— Мне говорили, что во время войны здесь находилась штаб-квартира Объединенной социалистической партии Каталонии.
— А где же вы были во время войны? — спросил я, забыв на минуту о его возрасте и вообще обо всем на свете, потому что вернулся на двадцать девять лет назад, в прошлое. Он улыбнулся.
— Я родился через три месяца после мятежа генералиссимуса, — ответил он, и этот удивительный факт с трудом уложился в моем сознании.
Мы все шли и шли, воздух был теплым, и постепенно противоречия накапливались — не только реклама кока-колы и вывески на зданиях, свидетельствующие о том, что американские компании проникли всюду, но и книжные магазины, где, кроме изданий всяческих американских бестселлеров — конечно же, они должны были тут присутствовать, — стояли новые издания произведений Маркса и Энгельса. Когда, совершенно сбитый с толку, я обернулся к Роману Губерну, он, улыбнувшись, сказал:
— Это классики социальной литературы.
Но его слова ничего, в сущности, не объяснили.
— А «По ком звонит колокол?» можно купить? — спросил я (прости мне мое презрение, Хемингуэй),
— В открытой продаже этой книги нет, — ответили мне, — но достать можно.
— А «Антисевероамериканцы» тоже можно достать? — спросил я у Хаиме. Он покачал головой, а Роман сказал:
— Я знаю одного человека, который читал эту книгу, он достал ее в тюрьме в Бургосе.
— Как?! Что?! — Я буквально потерял дар речи, но он только пожал плечами.
Меня это нежданное сообщение поразило почти так же, как бульвары Рамблас — насколько я помнил, прежде они были много уже, а на тротуарах стояли столики (правда, сейчас была зима), зато появились деревянные цветочные ларьки, забранные на ночь решетками. Рамблас остались теми же Рамблас, по-прежнему здесь прогуливались проститутки, и, когда я что-то сказал об этом, Хаиме светским тоном заметил:
— В Барселоне, наверное, больше публичных женщин, чем в любом городе мира.
— Кроме Сайгона, — сказал я. — Верно?
— Возможно, — ответил он.
Я просто смотрел на женщин, разглядывал пивные, пьяных американских моряков, лавчонки, торговавшие всем на свете, начиная от классических кожаных бурдюков и кончая бесчисленными дешевыми деревянными и металлическими фигурками Дон Кихота и Санчо Пансы, «средневековыми» мечами и боевыми топорами в натуральную величину и в миниатюре, но моя жена спросила:
— Ты что, ищешь следы бомбежек?
Бомбили в основном вблизи портовой части города, потому что фашисты не хотели разрушать богатые кварталы, где находились особняки их друзей, которые отсиживались в то время в своем прибежище — на Лазурном берегу во Франции.

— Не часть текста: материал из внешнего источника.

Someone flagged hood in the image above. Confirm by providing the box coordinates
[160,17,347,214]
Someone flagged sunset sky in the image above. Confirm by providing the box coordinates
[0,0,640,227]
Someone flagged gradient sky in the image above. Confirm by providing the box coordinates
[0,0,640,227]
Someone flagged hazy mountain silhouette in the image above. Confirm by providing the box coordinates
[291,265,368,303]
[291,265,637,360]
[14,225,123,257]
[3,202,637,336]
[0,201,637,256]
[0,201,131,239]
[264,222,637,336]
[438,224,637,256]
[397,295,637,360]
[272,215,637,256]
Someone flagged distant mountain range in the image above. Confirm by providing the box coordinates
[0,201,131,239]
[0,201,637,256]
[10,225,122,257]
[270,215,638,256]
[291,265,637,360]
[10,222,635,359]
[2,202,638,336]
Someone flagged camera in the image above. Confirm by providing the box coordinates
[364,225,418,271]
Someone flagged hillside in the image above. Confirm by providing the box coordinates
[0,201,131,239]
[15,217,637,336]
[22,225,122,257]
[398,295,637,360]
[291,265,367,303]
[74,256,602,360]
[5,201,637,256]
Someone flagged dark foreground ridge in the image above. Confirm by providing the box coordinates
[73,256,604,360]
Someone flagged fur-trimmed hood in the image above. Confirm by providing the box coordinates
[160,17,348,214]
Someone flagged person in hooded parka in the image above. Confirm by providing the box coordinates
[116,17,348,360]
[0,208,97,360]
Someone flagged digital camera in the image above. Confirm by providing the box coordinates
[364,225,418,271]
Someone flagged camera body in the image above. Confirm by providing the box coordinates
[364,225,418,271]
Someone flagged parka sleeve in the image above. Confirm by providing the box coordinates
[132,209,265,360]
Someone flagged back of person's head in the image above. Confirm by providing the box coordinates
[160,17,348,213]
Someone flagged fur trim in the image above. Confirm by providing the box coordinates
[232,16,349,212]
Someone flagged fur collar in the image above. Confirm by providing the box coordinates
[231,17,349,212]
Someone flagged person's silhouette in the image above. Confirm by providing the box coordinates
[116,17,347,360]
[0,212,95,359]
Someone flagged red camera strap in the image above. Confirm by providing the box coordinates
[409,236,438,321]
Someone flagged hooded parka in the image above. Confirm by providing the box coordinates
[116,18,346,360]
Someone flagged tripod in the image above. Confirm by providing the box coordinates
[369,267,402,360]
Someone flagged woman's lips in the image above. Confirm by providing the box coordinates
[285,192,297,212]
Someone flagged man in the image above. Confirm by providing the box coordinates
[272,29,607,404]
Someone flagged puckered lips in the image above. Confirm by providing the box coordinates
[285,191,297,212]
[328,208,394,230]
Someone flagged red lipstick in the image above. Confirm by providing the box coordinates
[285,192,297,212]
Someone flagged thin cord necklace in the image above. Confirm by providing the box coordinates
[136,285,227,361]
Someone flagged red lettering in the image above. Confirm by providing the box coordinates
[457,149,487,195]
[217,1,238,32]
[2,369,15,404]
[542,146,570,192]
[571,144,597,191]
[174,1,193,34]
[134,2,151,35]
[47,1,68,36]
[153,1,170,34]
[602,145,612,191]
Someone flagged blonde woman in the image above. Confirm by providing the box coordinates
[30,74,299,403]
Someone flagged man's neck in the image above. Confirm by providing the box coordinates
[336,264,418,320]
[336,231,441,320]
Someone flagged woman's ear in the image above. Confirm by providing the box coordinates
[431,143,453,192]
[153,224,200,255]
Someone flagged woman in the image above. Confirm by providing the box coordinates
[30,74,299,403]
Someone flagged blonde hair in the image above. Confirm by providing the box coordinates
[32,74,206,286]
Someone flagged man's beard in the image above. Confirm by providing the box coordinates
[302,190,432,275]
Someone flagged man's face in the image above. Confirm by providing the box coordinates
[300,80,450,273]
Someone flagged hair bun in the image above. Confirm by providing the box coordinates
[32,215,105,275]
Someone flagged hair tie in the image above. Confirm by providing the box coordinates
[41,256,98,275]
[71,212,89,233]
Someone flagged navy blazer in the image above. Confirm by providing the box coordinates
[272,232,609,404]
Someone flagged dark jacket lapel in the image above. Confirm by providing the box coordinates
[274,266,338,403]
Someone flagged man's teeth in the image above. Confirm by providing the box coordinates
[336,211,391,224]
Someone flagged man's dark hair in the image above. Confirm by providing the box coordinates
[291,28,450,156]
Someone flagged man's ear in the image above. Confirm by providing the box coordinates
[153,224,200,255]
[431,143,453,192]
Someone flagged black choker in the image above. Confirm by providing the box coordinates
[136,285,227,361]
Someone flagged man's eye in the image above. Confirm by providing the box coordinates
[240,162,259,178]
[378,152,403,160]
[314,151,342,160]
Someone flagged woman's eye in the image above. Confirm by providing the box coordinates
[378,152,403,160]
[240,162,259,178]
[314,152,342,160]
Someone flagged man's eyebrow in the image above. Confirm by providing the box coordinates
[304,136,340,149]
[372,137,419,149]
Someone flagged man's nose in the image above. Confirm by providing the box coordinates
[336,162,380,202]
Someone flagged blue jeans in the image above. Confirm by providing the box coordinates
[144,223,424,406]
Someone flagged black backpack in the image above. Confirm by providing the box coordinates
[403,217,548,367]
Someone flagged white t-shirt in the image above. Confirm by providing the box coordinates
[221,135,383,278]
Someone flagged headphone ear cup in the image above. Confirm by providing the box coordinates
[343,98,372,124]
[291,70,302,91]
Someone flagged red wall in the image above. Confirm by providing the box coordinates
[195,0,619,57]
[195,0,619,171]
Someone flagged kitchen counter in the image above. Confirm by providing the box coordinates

— Нет, — ответил я, — но посмотри-ка сюда, — и я показал на стены зданий с отчетливо видневшимися на них рубцами от шрапнели и следами пуль.
Мы зашли в бар на Пласа Реаль и выпили коньяка, много лучше того, который нам доводилось пить во время гражданской войны, — тогда все американские добровольцы называли его пятновыводителем. Мы поужинали — и снова ели местные блюда. На этот раз колбаски с белой фасолью.
Так велика сила адреналина, что мы и весь обратный путь тоже проделали пешком — и это после десятичасового беспосадочного полета из Лос-Анджелеса в Париж, бессонной ночи в гостинице аэропорта в Орли, перелета в Барселону и, наконец, четырнадцатичасового бдения уже здесь, в Барселоне.
Перекрестки и разовые дома бросались ко мне взывая, чтобы я узнал их, и было трудно понять, каким образом девяносто шесть часов, проведенных здесь двадцать девять лет назад, столь ярко запечатлелись в моей памяти.
Я вспомнил свой второй приезд в Барселону с Джо Хектом, который благополучно пережил два года войны в Испании, чтобы геройски погибнуть в первом же бою в Германии, в 1945 году. Вместе с ним мы разыскали тогда бани на Рамбла-де-лас-Флорес. Погрузились каждый в свою ванну с горячей водой и вдруг, спохватившись, стали орать: «Мыло! Мыло! У меня нет мыла!» В конце концов пришел служитель, пожал плечами и сказал: «Камарадас, мыла нет», и это было одним из самых горьких разочарований 1938 года.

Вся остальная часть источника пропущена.